8. Reliance was not placed upon the testimony of P.W. 7 by the learned Trial Judge as some statements made by him before the Court had not been made before the Investigating Officer under Section 161 of the Code of Criminal Procedure. The approach of the Court in this behalf although may not be entirely correct, but in the facts and circumstances of this case, we are of the opinion that even on the testimony of other witnesses the prosecutrix may be held to have proved its case.

9. The statement of P.W. 4 that he saw Birsa Singh alone must be taken into consideration with his other statements namely:

He and P.W. 1 were coming back from the market together. When he stated about the presence of Birsa Singh alone, he must have meant that the latter was the only outsider who was present at the scene of occurrence and noticed the entire incident.

10. Submission of the learned Counsel in regard to the fact that there was only one injury in the front and two injuries on the back do not militate against the prosecution story. Suffice it to say that one injury was 5 cm below the nipple and if the same had been described as the injury in the abdomen by P.W. 1 and P.W. 4. no serious exception thereto can be taken. Neither P.W. 1 nor P.W. 4 stated that the appellant caused all the three injuries on the front portion of the person of the deceased. What was stated was that the injuries were inflicted in quick succession (the expression used in the vernacular was 'Palak Jhapakte'). It must have taken him by surprise. We, therefore do not find any reason to disagree with the findings of the courts below that the death of Umra was homicidal in nature and the same was caused by the appellant.

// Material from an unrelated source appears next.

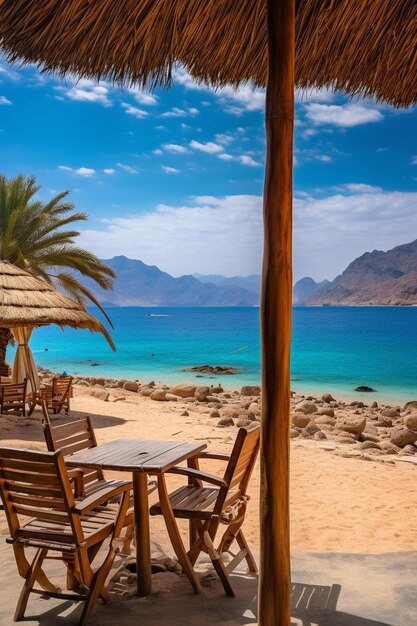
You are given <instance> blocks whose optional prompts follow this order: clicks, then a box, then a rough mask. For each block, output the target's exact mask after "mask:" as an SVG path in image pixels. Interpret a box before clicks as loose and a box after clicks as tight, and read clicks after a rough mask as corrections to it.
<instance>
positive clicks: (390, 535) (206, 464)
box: [0, 387, 417, 554]
mask: <svg viewBox="0 0 417 626" xmlns="http://www.w3.org/2000/svg"><path fill="white" fill-rule="evenodd" d="M120 391H123V395H125V399H124V400H121V401H117V402H104V401H102V400H99V399H97V398H94V397H91V396H88V395H84V393H85V391H84V389H82V388H79V387H77V388H76V389H75V397H74V398H73V400H72V406H71V416H72V417H74V418H76V417H79V416H82V415H86V414H88V415H90V416H91V418H92V421H93V424H94V427H95V429H96V435H97V439H98V443H99V444H100V443H104V442H106V441H110V440H114V439H120V438H141V439H142V438H143V439H169V440H174V441H205V442H207V444H208V447H209V449H212V450H219V451H222V452H230V450H231V448H232V446H233V442H234V439H235V436H236V433H237V428H236V426H231V427H226V428H219V427H218V426H217V422H218V420H216V419H213V418H211V417H210V416H209V414H210V409H209V408H208V407H205V406H204V404H202V403H201V404H197V403H196V404H190V403H187V404H186V403H183V402H182V401H178V402H155V401H153V400H151V399H149V398H147V397H142V396H141V395H139V394H137V393H136V394H134V393H131V394H129V393H128V392H125V391H124V390H120ZM185 409H186V410H187V412H188V413H189V415H188V416H187V415H182V413H183V412H184V410H185ZM64 419H67V418H65V417H64V416H58V418H57V421H60V420H64ZM0 443H1V444H2V445H7V446H18V447H29V448H38V449H44V448H45V444H44V442H43V435H42V428H41V413H40V412H39V411H38V410H37V411H35V412H34V414H33V415H32V417H31V418H26V419H25V418H21V417H15V416H8V417H3V416H2V417H1V419H0ZM325 447H326V442H320V441H312V440H303V439H296V440H293V441H292V442H291V549H292V550H293V551H294V552H341V553H345V552H348V553H361V554H372V553H375V554H378V553H387V552H401V551H412V550H417V527H416V525H415V523H414V521H415V503H416V501H417V480H416V478H417V466H416V465H415V464H412V463H404V462H400V461H399V460H396V459H395V457H394V458H390V460H389V462H388V463H387V462H380V461H377V460H362V459H357V458H343V457H341V456H337V455H335V454H334V453H333V452H332V451H331V450H326V449H324V448H325ZM340 448H342V449H343V446H340ZM209 464H210V465H209ZM205 468H206V469H207V470H208V471H214V472H221V468H222V463H221V462H218V461H206V462H205ZM125 477H126V475H125ZM181 480H184V479H183V478H181V477H177V476H171V477H169V484H170V485H172V487H175V486H177V485H178V484H180V482H181ZM249 493H250V496H251V501H250V503H249V507H248V513H247V518H246V522H245V534H246V537H247V539H248V541H249V543H250V545H251V547H252V548H253V551H254V552H255V553H258V551H259V513H258V506H259V462H258V464H257V467H256V470H255V472H254V475H253V477H252V480H251V483H250V488H249ZM155 499H156V496H155V494H153V495H152V496H151V502H153V501H154V500H155ZM181 529H182V532H183V533H184V539H185V538H186V535H187V530H186V525H185V523H183V522H181ZM5 531H6V525H5V520H4V516H0V532H1V533H4V532H5ZM151 532H152V538H153V539H154V540H155V541H157V542H159V543H160V544H161V545H163V546H169V540H168V538H167V536H166V531H165V528H164V525H163V521H162V520H161V519H155V518H153V519H152V521H151Z"/></svg>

11. Coming to the submission of the learned Counsel that only a case under Section 304 Part II of the Indian Penal Code has been made out, we see no reason to accept the same. 'Fourthly' appended to Section 300 of the Indian Penal Code provides that the culpable homicide would not be murder if it was committed without pre-meditation in a sudden fight, in a heat of passion being sudden quarrel and the accused had not acted in a cruel and unusual manner. The first ingredient of the said provision namely absence of pre- meditation exists in the instant case but it cannot be said that there was a sudden fight, in the sense that the deceased was armed or made any provocative statement. As the prosecution story goes, it was the mother of Multana who gave an exhortation. What was the occasion therefor, we do not know.

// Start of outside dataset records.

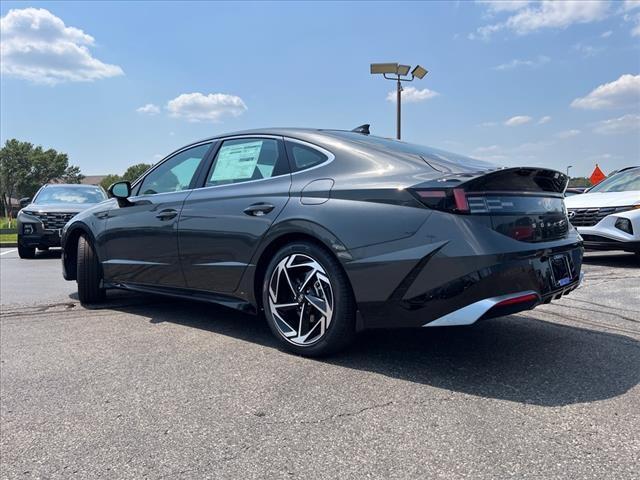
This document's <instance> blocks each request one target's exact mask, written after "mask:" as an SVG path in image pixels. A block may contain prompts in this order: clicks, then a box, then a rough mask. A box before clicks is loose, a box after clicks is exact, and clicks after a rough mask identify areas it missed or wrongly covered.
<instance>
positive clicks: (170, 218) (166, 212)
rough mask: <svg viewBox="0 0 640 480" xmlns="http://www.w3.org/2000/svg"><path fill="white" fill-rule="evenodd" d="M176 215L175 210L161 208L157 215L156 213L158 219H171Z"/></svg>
mask: <svg viewBox="0 0 640 480" xmlns="http://www.w3.org/2000/svg"><path fill="white" fill-rule="evenodd" d="M176 215H178V211H177V210H173V209H167V210H162V211H161V212H160V213H158V215H156V218H159V219H160V220H171V219H172V218H174V217H175V216H176Z"/></svg>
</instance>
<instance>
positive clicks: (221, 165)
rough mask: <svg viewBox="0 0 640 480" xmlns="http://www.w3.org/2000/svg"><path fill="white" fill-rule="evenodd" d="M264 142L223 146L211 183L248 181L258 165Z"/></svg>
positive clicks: (220, 153) (257, 141)
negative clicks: (214, 182)
mask: <svg viewBox="0 0 640 480" xmlns="http://www.w3.org/2000/svg"><path fill="white" fill-rule="evenodd" d="M262 143H263V142H262V141H261V140H258V141H256V142H248V143H241V144H236V145H222V148H220V152H219V153H218V158H217V159H216V164H215V167H214V170H213V173H212V174H211V180H210V181H211V182H219V181H225V180H248V179H250V178H252V177H253V173H254V171H255V169H256V166H257V164H258V158H259V157H260V150H261V149H262Z"/></svg>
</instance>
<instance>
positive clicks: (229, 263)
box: [193, 262, 249, 267]
mask: <svg viewBox="0 0 640 480" xmlns="http://www.w3.org/2000/svg"><path fill="white" fill-rule="evenodd" d="M247 265H249V264H248V263H243V262H209V263H194V264H193V266H194V267H246V266H247Z"/></svg>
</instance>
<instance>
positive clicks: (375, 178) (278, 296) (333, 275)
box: [62, 129, 583, 355]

12. The learned Trial Judge was right in opining that a case of common intention has not been made out as against the other accused persons, as nobody probably in their wildest dream could have thought that a petty dispute relating to demand of Rs. 5 by Umra from the deceased, would lead to his death at the hands of the appellant. Appellant, however, was carrying a big knife. He inflicted three blows repeatedly in quick succession. He took undue advantage of his position as the deceased was being held by two other accused. The intention to cause death and/or to cause an injury which is likely to cause death is evident from the fact that the first blow was given on a vital part of the body namely 5 cm below the nipple. Two other blows might have landed on the side of the outer part of the back below the posterior auxiliary fold and the back of chest as the deceased on receipt of the first blow, must have moved to his right being in pain. The effect of the blows was such that he even could not go beyond a few paces.

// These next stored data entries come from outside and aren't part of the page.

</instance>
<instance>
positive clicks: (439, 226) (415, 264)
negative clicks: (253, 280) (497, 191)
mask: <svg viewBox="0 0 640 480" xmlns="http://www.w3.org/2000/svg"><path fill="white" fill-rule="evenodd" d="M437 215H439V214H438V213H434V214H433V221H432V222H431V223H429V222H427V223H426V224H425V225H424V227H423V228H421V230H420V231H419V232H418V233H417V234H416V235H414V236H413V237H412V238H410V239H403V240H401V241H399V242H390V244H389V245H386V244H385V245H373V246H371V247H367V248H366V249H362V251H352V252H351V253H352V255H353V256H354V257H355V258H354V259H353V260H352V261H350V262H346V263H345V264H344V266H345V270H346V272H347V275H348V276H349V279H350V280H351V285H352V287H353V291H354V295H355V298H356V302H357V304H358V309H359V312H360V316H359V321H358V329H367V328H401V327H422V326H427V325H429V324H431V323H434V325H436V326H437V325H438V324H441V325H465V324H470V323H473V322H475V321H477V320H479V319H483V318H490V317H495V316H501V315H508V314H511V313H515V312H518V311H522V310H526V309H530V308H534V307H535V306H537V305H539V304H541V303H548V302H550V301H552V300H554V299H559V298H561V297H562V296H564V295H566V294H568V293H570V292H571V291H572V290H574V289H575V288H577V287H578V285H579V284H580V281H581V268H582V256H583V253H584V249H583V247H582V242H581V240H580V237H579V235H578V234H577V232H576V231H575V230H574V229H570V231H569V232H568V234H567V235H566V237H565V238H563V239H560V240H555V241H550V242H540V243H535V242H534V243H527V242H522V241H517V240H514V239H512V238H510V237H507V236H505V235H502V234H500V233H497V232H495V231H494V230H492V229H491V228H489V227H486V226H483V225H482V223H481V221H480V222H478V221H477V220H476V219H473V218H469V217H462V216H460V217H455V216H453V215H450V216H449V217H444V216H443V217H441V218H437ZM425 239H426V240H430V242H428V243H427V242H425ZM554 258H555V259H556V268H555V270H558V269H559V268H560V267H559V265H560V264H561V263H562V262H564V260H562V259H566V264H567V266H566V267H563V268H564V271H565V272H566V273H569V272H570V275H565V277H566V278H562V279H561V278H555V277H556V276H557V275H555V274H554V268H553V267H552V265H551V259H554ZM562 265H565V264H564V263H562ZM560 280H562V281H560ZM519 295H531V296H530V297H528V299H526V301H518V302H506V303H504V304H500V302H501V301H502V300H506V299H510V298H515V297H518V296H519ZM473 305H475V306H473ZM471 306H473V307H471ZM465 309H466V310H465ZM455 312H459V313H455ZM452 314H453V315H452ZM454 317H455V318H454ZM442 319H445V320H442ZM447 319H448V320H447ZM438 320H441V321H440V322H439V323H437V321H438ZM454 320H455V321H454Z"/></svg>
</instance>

13. We, therefore, are of the opinion that it cannot be said that there had been no debasement or appellant did not take undue advantage of the situation and/or there was a total absence of cruelty. We are, further, of the opinion that there being no provocation on the part of the deceased, it is not a case where only an offence under Section 304 part II of the Indian Penal Code is made out. The appeal, for the aforementioned reason is dismissed.